The Antidote To City Life: Hikes, Health 
Food & Holistic Body Treatments In The Utah Desert


Whether it's Burning Man, a road trip through Nevada's Great Basin, or the Grand Canyon, I always have the same response to the vastness of the desert. That is, an overwhelming wave of existential anxiety that soon recedes to pure awe over the landscape. Those not as sensitive as me, however, can skip right to the reverence at Red Mountain Resort, a serene outpost in southwestern Utah built to look like it sprung from the sandstone that surrounds it. A long weekend here will do wonders to clear the cobwebs from mind and body.

Though it falls into the spa category, what makes the resort stand out is its daily hiking. Each morning, guided hikes of varying levels embark upon the many trails leading through nearby Snow Canyon State Park and its red-rock environs. This is 127 Hours country, and even on the easiest hikes, you're likely to traverse narrow chasms and scale sandstone bluffs that end with jaw-dropping, 360-degree views.

Most hikes last about three hours, leaving your afternoon free for yoga, cardio, stretch, tai chi, water-workout classes—or simply lying by one of two outdoor pools to catch up on reading and work on your nonexistent SF tan. (Summer temperatures hover in the 100s, so fall and spring are more ideal times to visit.) The spacious fitness center offers every kind of class and technique an active urbanite could want: TRX, Bosu, Nia, Zumba, you name it.

All that physical activity requires nourishment to sustain it. Meals are included in the room rates, and the onsite Canyon Breeze Restaurant offers up a spot-on version of spa food that's light and healthy but nowhere near ascetic. The breakfast and lunch buffets make it easy to sample lots of dishes: for instance, amaranth pancakes with tasty fruit butters and for lunch, zesty gazpacho and grilled salmon. A tempeh piccata is downright delicious—honestly. The sit-down dinners are a bit more formal and decadent. A sufficient list of California wines, locally brewed beers, and wine-based cocktails accompany a menu in which the meat choices equal the fish and vegetarian options. Don't be surprised to find elk, bison, quail, and pork alongside stuffed eggplant or chayote squash. With an itinerary so heavily focused on being active and exploring the outdoors, you can afford the calories.

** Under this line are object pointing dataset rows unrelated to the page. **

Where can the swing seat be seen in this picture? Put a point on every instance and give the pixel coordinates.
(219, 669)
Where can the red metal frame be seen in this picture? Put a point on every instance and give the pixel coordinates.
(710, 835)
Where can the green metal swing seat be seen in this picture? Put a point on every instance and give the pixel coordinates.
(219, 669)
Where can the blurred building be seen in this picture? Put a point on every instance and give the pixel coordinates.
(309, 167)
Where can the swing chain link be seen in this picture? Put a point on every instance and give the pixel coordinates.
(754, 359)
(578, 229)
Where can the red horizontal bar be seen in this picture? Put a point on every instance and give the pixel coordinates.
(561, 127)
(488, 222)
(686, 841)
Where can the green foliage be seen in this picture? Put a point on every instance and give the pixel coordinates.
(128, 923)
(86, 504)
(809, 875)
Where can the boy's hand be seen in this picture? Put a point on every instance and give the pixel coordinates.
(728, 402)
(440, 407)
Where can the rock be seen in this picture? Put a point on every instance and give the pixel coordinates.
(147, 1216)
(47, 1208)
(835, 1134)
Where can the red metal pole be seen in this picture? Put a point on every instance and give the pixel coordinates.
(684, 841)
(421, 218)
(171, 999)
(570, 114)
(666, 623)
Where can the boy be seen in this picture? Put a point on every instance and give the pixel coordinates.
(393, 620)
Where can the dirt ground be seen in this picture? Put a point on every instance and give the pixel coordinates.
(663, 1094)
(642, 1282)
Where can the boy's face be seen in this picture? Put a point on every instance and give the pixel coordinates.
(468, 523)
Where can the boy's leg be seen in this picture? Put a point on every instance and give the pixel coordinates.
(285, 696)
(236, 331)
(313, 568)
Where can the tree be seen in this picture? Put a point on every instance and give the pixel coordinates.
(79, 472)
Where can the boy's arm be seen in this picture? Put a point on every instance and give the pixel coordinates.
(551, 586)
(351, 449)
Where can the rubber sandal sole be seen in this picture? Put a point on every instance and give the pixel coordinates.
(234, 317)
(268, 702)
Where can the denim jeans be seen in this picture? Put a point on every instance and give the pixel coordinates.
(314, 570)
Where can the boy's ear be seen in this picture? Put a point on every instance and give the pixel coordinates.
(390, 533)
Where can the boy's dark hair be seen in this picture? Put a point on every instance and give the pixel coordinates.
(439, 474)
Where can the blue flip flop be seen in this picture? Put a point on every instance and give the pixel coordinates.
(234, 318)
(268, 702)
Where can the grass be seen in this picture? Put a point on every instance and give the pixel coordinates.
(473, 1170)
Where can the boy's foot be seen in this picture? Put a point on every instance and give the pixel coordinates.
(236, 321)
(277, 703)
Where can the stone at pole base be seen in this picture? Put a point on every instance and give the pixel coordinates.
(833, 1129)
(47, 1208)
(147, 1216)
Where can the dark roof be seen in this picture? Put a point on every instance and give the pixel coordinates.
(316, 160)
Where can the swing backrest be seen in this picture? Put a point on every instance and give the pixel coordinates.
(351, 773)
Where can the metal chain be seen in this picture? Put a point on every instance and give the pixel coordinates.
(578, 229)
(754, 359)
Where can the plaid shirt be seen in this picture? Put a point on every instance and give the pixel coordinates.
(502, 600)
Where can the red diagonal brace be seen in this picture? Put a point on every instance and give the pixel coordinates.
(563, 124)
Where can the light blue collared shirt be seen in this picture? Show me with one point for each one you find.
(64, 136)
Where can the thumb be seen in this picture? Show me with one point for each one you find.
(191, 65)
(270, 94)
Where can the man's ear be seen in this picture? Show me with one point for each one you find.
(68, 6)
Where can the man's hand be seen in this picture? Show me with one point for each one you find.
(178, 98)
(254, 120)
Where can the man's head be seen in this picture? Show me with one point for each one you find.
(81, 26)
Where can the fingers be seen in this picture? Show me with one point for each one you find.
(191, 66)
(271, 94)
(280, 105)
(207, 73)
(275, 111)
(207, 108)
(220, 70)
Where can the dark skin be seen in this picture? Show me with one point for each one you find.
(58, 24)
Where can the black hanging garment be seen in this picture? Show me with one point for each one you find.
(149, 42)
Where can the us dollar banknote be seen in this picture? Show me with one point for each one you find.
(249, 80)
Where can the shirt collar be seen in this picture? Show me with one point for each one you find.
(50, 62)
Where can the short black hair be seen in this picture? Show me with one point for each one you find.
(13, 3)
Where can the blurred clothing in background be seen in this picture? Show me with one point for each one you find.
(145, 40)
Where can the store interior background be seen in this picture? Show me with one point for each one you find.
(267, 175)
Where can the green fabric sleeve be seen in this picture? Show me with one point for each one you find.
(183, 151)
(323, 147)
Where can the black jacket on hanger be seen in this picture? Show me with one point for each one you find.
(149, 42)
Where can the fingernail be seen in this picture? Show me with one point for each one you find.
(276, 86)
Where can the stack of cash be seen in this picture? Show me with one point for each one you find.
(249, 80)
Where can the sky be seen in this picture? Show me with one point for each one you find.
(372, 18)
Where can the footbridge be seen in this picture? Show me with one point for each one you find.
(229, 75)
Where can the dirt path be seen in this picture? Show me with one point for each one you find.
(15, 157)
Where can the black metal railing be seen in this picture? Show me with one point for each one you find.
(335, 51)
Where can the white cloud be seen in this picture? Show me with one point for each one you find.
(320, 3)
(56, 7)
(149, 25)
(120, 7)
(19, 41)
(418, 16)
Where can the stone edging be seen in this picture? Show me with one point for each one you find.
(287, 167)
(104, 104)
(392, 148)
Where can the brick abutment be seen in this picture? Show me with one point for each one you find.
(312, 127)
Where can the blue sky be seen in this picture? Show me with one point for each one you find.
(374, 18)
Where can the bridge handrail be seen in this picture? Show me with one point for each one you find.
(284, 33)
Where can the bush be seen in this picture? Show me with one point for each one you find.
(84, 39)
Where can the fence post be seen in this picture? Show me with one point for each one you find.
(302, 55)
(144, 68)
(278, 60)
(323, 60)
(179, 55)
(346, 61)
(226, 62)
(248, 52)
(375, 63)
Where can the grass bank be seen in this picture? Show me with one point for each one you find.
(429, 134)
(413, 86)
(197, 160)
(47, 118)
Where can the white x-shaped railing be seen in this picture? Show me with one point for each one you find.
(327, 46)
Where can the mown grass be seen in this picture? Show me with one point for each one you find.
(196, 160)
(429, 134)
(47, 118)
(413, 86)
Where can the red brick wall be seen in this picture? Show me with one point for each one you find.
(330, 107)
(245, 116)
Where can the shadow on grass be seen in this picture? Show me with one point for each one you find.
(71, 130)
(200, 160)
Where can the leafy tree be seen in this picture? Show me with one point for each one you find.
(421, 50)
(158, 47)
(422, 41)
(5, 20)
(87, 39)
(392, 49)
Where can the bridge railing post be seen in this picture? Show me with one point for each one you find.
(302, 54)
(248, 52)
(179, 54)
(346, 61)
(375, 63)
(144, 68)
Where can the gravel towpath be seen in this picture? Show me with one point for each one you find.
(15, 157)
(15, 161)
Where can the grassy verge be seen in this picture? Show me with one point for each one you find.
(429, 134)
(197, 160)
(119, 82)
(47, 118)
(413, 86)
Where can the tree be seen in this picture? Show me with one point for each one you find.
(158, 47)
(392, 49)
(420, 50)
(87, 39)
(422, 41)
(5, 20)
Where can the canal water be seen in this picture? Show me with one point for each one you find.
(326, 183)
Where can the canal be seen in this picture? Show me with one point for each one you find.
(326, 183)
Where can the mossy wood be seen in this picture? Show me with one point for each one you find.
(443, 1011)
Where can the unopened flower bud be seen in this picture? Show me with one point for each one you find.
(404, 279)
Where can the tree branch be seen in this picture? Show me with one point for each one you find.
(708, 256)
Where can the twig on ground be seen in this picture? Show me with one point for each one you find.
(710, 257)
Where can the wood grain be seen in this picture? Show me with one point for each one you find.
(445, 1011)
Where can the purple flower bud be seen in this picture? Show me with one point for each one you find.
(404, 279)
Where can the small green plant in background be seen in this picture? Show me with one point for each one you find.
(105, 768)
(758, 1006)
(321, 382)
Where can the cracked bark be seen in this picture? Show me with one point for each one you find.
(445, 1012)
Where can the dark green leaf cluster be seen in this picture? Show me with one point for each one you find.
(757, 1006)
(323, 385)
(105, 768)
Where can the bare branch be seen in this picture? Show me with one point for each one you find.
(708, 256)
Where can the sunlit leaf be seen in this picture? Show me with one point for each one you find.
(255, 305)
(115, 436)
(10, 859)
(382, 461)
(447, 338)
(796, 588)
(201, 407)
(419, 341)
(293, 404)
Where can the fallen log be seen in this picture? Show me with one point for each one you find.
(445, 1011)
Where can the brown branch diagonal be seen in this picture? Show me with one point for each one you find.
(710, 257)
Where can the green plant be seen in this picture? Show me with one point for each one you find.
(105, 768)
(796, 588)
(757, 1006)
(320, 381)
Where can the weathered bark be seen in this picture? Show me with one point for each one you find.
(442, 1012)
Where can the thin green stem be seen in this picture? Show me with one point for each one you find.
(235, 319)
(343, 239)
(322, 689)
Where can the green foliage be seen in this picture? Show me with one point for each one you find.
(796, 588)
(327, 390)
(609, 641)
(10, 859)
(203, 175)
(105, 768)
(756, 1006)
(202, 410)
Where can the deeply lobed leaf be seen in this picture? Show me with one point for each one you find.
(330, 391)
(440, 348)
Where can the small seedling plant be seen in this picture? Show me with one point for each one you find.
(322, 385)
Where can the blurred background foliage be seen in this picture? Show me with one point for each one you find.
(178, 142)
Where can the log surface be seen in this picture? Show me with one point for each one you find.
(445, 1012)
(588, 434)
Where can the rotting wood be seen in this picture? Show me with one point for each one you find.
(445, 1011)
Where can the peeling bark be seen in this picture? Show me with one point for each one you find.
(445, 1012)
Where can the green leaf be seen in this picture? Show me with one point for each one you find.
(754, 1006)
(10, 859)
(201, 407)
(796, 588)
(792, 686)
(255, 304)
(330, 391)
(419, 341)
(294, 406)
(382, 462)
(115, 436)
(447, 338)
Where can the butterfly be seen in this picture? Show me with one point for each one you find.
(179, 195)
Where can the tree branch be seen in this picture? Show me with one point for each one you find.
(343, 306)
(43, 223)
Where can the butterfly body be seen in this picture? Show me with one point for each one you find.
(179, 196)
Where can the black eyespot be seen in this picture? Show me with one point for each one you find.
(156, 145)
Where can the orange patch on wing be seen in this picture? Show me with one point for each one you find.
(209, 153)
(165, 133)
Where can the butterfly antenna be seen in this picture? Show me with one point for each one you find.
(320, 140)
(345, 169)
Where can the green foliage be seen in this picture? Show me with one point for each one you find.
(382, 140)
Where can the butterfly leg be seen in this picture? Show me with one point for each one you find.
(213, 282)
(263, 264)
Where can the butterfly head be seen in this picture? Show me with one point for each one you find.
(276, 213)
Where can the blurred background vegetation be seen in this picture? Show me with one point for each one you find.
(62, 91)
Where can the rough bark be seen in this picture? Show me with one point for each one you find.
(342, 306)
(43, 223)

There are some laid-back offerings as well. The aforementioned facials and body treatments take place at Sagestone Spa & Salon, an oasis that looks out over the desert landscape through a wall of glass. Work out the muscle kinks with a Thai or Russian massage, or rehydrate your parched skin with a wrap of Utah mud containing omega-rich oils, vitamin B, and avocado oil.

Speaking of mud, sign up for a pottery class, and learn how to mold and paint the area's native Anasazi clay into a vessel of your own making. There are no potter's wheels, just your hands, and you'll be surprised at how easy it is to create something tabletop-worthy. The Anasazi class is one of many workshops, such as photography, life coaching, and meditation. But an even better way to experience meditation is to join the full-moon hike. In fact, I'd go so far as to recommend you schedule your weekend around the full moon. Follow a guide to a sandstone vista, watch the sun set, and then turn around to wait for the glowing moon to rise over the sand as the sky goes purple and the breeze kicks up. If the sight of it doesn't calm your frazzled, over-tweeted mind, nothing will.